Legal status: Venice in Peril Fund is a Charitable Incorporated Organisation No. 11870 Registered with the UK Charities Commission.
Address: Unit 11, Hurlingham Studios, Ranelagh Gardens, SW6 3PA London
History of the Committee
Venice in Peril Fund is a British charity which, since 1971, has raised funds for the conservation of monuments, works of art and buildings across the city and its islands.
It was founded by Sir Ashley Clarke, who brought together art historians, museum curators and conservators in Britain and Venice to help address challenges faced after the 1966 floods.
An early project was the global restoration of the church of Madonna dell’Orto, followed by San Nicolò dei Mendicoli.

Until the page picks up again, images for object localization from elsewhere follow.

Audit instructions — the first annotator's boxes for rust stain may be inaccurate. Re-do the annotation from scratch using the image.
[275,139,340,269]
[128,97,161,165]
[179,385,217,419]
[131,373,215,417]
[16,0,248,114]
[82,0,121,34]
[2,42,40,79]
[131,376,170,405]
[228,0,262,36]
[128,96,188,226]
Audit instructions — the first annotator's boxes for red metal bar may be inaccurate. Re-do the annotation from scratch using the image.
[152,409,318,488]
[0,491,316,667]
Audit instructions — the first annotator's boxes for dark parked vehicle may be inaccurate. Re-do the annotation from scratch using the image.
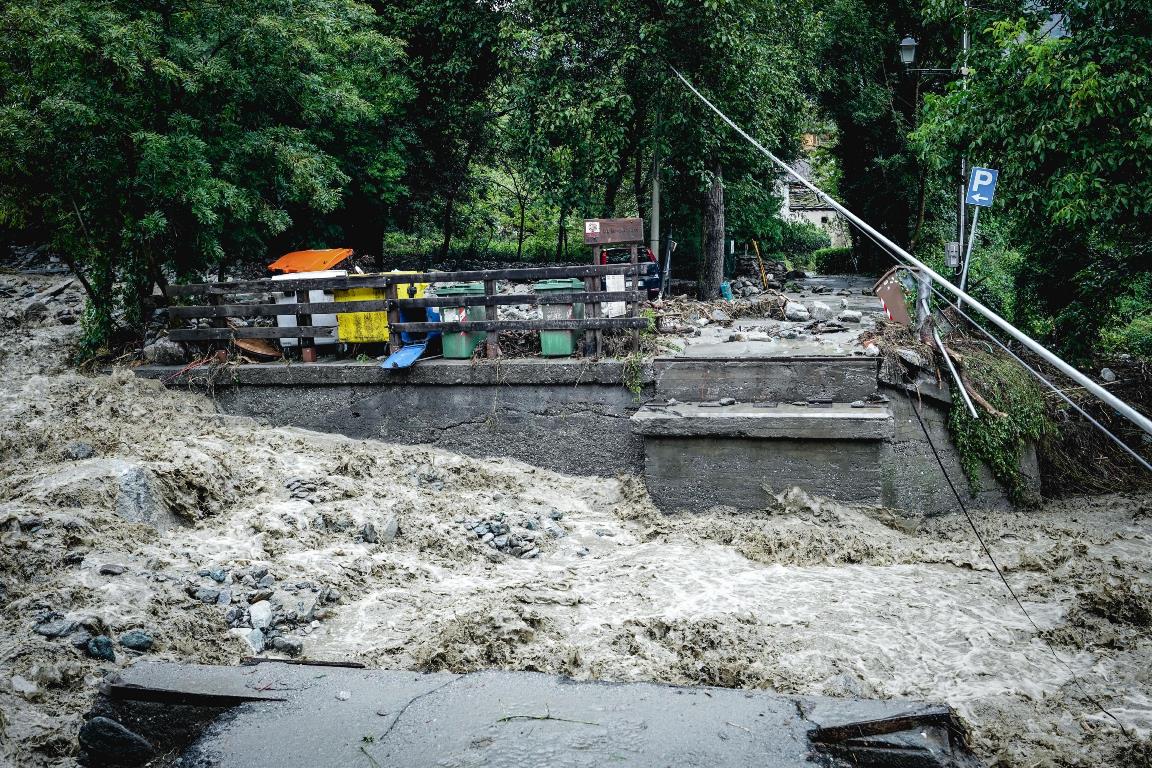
[599,247,661,299]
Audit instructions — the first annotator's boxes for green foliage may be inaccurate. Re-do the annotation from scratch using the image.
[1099,273,1152,359]
[0,0,410,350]
[947,345,1053,505]
[760,220,830,268]
[812,246,853,273]
[811,0,942,267]
[915,0,1152,360]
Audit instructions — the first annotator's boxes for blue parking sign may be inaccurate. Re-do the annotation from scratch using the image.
[966,167,999,207]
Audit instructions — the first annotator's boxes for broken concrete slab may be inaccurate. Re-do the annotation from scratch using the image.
[97,662,982,768]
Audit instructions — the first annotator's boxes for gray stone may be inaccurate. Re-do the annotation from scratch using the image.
[232,627,265,653]
[250,565,269,580]
[79,716,155,765]
[380,515,399,543]
[142,337,187,365]
[710,309,730,323]
[548,510,564,521]
[11,675,38,697]
[98,564,128,576]
[208,568,227,583]
[359,522,378,544]
[1101,367,1117,382]
[896,348,930,369]
[543,521,566,539]
[86,636,116,661]
[63,442,94,460]
[225,606,245,627]
[838,310,863,323]
[481,532,494,543]
[809,301,833,321]
[257,574,276,588]
[35,619,77,638]
[783,302,810,322]
[119,630,154,652]
[193,587,220,604]
[249,600,273,630]
[216,589,232,605]
[718,397,737,406]
[272,636,304,657]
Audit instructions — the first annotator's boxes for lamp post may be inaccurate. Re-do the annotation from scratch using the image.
[899,8,970,286]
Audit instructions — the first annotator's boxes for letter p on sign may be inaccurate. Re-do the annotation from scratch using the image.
[966,167,999,207]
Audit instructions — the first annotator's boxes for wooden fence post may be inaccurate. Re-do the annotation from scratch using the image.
[484,278,500,358]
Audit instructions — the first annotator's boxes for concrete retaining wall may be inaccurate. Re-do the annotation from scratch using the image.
[145,360,652,478]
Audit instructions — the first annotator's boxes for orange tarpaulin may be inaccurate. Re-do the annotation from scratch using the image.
[267,248,353,274]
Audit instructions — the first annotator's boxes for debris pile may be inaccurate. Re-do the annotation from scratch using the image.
[1,268,1149,768]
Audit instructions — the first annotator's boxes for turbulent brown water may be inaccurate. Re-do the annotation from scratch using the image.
[1,271,1149,767]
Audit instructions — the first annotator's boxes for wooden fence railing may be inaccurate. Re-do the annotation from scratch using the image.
[165,264,648,357]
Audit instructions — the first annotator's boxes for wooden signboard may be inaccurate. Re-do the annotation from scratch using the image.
[583,217,644,246]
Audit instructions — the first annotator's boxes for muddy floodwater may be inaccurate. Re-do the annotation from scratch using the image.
[1,271,1150,767]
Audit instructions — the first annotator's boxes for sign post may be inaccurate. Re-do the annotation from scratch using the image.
[960,167,998,291]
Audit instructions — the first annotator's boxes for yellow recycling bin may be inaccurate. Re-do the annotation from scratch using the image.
[335,271,428,343]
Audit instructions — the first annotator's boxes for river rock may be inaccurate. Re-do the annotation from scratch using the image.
[838,310,863,323]
[230,627,265,653]
[271,636,303,657]
[86,636,115,661]
[359,522,378,544]
[63,442,94,460]
[79,717,155,765]
[380,515,399,543]
[35,619,77,638]
[142,338,186,365]
[784,302,810,322]
[809,301,832,321]
[249,600,273,630]
[119,630,154,652]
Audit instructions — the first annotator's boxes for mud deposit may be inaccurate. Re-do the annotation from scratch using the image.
[1,272,1150,767]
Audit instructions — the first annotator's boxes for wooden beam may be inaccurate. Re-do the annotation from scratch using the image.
[392,318,648,333]
[166,264,642,297]
[167,293,643,319]
[168,299,392,319]
[169,326,336,341]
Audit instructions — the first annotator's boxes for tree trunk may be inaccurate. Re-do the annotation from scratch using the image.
[555,207,567,262]
[699,161,725,299]
[516,194,526,261]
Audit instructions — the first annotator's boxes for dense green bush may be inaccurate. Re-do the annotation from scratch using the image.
[761,220,831,269]
[812,246,853,273]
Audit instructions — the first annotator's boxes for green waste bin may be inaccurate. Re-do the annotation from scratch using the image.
[437,282,487,359]
[533,278,586,357]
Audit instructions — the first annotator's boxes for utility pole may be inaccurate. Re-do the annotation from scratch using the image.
[649,156,660,261]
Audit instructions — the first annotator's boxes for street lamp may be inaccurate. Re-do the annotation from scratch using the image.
[897,29,969,284]
[899,36,918,66]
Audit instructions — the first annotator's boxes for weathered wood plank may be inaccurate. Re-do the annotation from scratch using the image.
[169,326,335,341]
[167,292,643,319]
[392,318,648,333]
[166,264,641,297]
[168,299,392,319]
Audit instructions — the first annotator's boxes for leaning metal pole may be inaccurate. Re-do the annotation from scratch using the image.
[670,67,1152,437]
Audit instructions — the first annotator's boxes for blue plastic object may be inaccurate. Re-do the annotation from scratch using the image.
[380,341,429,369]
[720,281,734,302]
[380,308,441,370]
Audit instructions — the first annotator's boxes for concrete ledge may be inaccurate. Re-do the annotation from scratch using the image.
[135,357,652,387]
[653,356,879,403]
[632,403,894,440]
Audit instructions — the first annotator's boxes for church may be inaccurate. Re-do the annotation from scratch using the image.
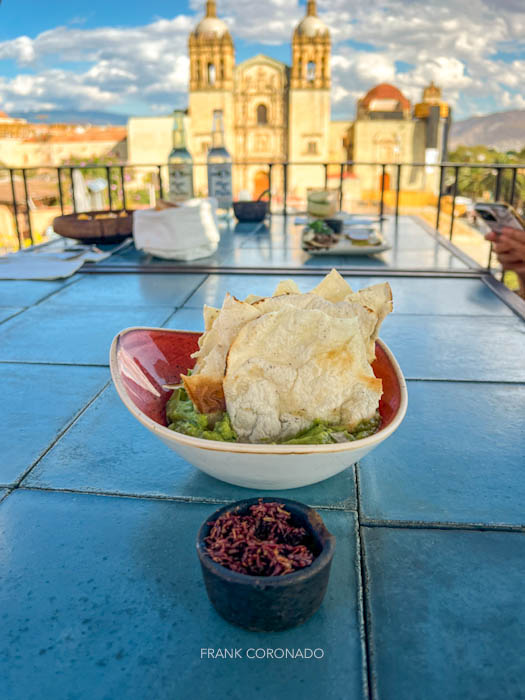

Stonework conservation has been a particular focus but projects in recent years have also included Ippolito Caffi’s sketchbooks, Venetian furniture, manuscripts, maiolica and marionettes.
· Canova Monument, Basilica of S. Maria Gloriosa dei Frari
· Nativity Triptych, Bellini Workshop, Gallerie dell’Accademia di Venezia
· Flood Defences, San Nicolò dei Mendicoli
· Torcello Iconostasis, 13 panel paintings by Zanino di Pietro
· Flood Defences, Tablino Palladiano, Gallerie dell’Accademia
Some recent projects
Wellhead with statuary of Francesco Penso (Cabianca), Cloister of the Trinità, Archivio di Stato di Venezia – 50th Anniversary Appeal Project
What can be and is the role of our Committee within the Association?
Venice in Peril Fund will continue to work with Venetians, as it has done for the last 50 years, to achieve practical conservation outcomes for selected projects of historical significance particular to Venice. It supports Venice as a living city in part by the work that is awarded to local conservators. It will continue to act as a channel for those who want to give something back to Venice and who find supporting conservation a rewarding way of deepening their understanding of its unique heritage.
What does working in Venice mean for our Committee?
Venice in Peril Fund values its membership of the Association as key to its work in the city. So much more can be achieved together. The Association remains a remarkable example of international heritage co-operation and playing a part in that is an important expression that heritage knows no national borders.